As the rider leans over more, the slider will touch down. The experience will be unnerving the first time, but as long as the rider maintains a steady posture and makes no sudden movements, the corner can be taken with ease.

Sighting Lap

Before getting close to higher speeds to try out those new knee sliders, all riders on track days should do at least one sighting lap. The objective of this lap is, as the name implies, to “sight” the track and accomplish the following: 

  • Warm up the tires and brakes
  • Check for the position of rumble strips (see note below)
  • Check for any oil dropped by previous riders
  • Memorize run off areas (corners with no run off – grass – should be taken well within the rider’s/bike’s capabilities) 
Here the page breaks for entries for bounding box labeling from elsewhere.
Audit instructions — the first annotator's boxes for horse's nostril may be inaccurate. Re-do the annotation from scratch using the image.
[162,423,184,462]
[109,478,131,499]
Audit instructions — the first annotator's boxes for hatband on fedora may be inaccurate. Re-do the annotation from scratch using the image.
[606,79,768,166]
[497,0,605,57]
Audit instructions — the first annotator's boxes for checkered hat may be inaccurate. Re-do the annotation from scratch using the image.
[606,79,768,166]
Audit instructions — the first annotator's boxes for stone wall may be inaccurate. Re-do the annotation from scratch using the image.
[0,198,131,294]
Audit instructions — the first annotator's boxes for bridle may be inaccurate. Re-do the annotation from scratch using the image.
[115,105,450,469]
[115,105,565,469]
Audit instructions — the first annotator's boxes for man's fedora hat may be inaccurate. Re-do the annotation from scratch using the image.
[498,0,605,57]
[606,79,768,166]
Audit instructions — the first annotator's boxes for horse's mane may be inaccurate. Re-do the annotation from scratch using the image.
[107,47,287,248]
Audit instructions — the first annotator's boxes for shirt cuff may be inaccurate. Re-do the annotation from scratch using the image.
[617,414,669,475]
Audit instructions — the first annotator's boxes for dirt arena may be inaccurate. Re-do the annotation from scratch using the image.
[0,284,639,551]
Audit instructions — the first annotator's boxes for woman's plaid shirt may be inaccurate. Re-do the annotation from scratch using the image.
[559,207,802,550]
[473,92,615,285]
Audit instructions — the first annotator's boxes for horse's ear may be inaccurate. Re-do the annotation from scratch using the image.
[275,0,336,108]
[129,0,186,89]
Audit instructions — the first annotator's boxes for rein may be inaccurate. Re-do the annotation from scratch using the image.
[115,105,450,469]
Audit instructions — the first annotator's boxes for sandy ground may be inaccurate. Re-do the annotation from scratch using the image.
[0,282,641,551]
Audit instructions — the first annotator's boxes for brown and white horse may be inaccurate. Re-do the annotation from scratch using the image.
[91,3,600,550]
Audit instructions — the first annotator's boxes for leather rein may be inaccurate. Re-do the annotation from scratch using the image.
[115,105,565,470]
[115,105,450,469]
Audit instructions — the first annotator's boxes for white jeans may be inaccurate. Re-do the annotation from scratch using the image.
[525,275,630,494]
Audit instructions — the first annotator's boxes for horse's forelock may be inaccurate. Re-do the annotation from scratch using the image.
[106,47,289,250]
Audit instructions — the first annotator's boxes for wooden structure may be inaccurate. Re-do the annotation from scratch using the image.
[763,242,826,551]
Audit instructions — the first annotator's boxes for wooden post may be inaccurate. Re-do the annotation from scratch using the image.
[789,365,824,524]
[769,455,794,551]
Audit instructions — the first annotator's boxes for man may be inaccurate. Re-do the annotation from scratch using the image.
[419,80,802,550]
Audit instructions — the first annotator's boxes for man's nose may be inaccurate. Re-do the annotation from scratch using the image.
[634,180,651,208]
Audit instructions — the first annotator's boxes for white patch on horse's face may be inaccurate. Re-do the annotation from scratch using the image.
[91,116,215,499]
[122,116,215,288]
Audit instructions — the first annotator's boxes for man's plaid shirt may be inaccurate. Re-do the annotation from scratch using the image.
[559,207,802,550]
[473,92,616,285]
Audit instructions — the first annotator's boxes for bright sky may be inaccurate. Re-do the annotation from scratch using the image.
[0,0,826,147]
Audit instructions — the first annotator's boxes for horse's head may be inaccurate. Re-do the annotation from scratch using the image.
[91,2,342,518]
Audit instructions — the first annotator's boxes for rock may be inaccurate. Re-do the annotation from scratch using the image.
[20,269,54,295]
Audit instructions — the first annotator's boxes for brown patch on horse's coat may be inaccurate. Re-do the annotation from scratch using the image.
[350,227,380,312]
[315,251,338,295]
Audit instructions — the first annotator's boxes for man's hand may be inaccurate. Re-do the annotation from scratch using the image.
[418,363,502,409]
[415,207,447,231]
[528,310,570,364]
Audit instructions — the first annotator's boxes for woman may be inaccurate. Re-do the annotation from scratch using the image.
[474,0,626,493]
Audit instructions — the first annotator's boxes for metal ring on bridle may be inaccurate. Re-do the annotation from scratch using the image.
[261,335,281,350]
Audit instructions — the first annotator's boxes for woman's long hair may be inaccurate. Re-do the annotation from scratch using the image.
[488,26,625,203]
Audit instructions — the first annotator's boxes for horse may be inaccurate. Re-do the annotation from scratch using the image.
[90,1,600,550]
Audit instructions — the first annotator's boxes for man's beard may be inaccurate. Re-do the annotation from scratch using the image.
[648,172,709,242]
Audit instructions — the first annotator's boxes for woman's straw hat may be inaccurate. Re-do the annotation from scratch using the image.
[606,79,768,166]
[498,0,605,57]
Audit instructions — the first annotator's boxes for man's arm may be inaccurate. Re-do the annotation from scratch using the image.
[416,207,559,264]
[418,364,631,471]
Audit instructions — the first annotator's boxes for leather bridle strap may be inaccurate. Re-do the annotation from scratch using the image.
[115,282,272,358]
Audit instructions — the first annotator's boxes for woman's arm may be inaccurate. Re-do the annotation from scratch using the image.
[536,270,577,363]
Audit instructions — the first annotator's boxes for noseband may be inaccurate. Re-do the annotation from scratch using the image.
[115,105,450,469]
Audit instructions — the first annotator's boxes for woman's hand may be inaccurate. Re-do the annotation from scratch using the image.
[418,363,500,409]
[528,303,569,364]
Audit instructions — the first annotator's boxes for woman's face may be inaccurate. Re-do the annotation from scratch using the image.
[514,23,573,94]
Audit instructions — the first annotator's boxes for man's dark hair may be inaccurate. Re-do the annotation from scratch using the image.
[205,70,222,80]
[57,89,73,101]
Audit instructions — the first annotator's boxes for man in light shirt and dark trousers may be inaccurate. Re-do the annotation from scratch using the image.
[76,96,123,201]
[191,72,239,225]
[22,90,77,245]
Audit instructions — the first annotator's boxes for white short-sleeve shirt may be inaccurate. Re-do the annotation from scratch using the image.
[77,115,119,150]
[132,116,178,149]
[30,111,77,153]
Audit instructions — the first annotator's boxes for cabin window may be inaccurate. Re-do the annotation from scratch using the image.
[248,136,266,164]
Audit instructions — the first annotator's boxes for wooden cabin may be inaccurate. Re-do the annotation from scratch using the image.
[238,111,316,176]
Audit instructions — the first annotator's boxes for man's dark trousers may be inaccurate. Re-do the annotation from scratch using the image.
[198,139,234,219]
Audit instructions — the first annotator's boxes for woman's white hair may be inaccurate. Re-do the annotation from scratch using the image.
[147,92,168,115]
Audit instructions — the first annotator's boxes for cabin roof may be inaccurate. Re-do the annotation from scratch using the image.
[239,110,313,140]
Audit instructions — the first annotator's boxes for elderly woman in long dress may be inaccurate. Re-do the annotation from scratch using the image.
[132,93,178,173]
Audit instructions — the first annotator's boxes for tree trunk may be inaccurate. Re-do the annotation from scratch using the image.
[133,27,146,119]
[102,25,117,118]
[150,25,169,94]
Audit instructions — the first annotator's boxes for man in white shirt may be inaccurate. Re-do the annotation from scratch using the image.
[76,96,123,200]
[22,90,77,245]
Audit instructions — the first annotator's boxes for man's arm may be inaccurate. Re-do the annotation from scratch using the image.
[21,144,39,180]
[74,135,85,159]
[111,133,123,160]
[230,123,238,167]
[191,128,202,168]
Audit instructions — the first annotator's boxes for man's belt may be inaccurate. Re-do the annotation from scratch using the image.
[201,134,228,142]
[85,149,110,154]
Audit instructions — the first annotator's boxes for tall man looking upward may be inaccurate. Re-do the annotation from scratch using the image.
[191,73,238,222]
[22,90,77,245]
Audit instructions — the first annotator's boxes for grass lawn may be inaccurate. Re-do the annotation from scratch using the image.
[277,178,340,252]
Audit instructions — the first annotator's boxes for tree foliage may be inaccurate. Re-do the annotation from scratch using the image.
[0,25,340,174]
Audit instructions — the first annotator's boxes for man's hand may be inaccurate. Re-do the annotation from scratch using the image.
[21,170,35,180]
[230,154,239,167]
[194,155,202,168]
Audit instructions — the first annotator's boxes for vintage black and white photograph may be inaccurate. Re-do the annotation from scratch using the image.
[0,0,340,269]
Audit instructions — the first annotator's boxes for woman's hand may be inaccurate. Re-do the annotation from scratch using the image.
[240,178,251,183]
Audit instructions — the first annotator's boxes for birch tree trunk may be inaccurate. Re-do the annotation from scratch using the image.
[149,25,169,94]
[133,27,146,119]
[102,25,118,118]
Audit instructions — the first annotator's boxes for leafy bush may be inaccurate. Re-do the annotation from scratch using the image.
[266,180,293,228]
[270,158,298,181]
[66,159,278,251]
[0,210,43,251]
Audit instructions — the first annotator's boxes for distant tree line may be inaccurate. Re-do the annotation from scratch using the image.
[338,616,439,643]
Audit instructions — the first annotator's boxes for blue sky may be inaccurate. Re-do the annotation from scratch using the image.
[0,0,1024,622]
Knee-Down Learning Process 

  1. Travel at high speed (145mph), sitting in the tucked position – typically below the fairing (shell) to reduce aerodynamic drag, heading towards the corner.
  2. At the 200-yard mark, sit up and apply the brakes hard, dropping your speed to where you feel comfortable cornering. This braking point and entry speed is safe enough for this theoretical corner and requires the bike to be leaned over moderately.
  3. As you lean the bike to corner, slide your body to the lower edge of the seat and bring your knee out.
  4. On the next lap, wait until the 150-yard maker before braking hard and repeating the same body movement. Due to the increased speed you must lean the bike a little further, and hang lower off the seat. You may get low enough for your knee slider to touch the ground at the apex of the corner.
  5. Finally, on the next lap, do not brake until just after the 150-yard marker. This has the effect of increasing your straight-line speed, requiring the bike to be leaned over slightly more. Again, the effect is to bring your knee slider into contact with the ground for a few yards before and after the corner apex. 


  1. Most race tracks have marker boards before corners, for riders and drivers to use as brake reference points – only use fixed marker points like these.
  2. Many race tracks have ‘rumble strips’ (raised corner edges often made from concrete and brightly colored). These raised corner edges were generally put in place to stop race car drivers cutting the corner. As these rumble strips differ from track to track (sometimes from corner to corner on the same track), the rider must inspect them before any hot laps are attempted. You can do this during the sighting lap (described above). Hitting a rumble strip with a knee slider can cause a crash, and professional riders often lift the knee momentarily when nearing the rumble strips.
  3. Dragging elbow sliders is only done by some of the world’s best MotoGP™ riders. It should be noted that the ability to do this is somewhat dependent on the rider’s shape. A rider with a small body will not touch the ground even at the same corner speed, on the same bike or at the same lean angle as a larger one (see film of Marc Marquez and Dani Pedrosa, for example).
  4. During track days, all of the riders will attend a morning briefing to warn about the potential dangers while riding on a racetrack. It’s particularly important to stick to a chosen line, since a following rider may be about to pass at considerably higher speeds.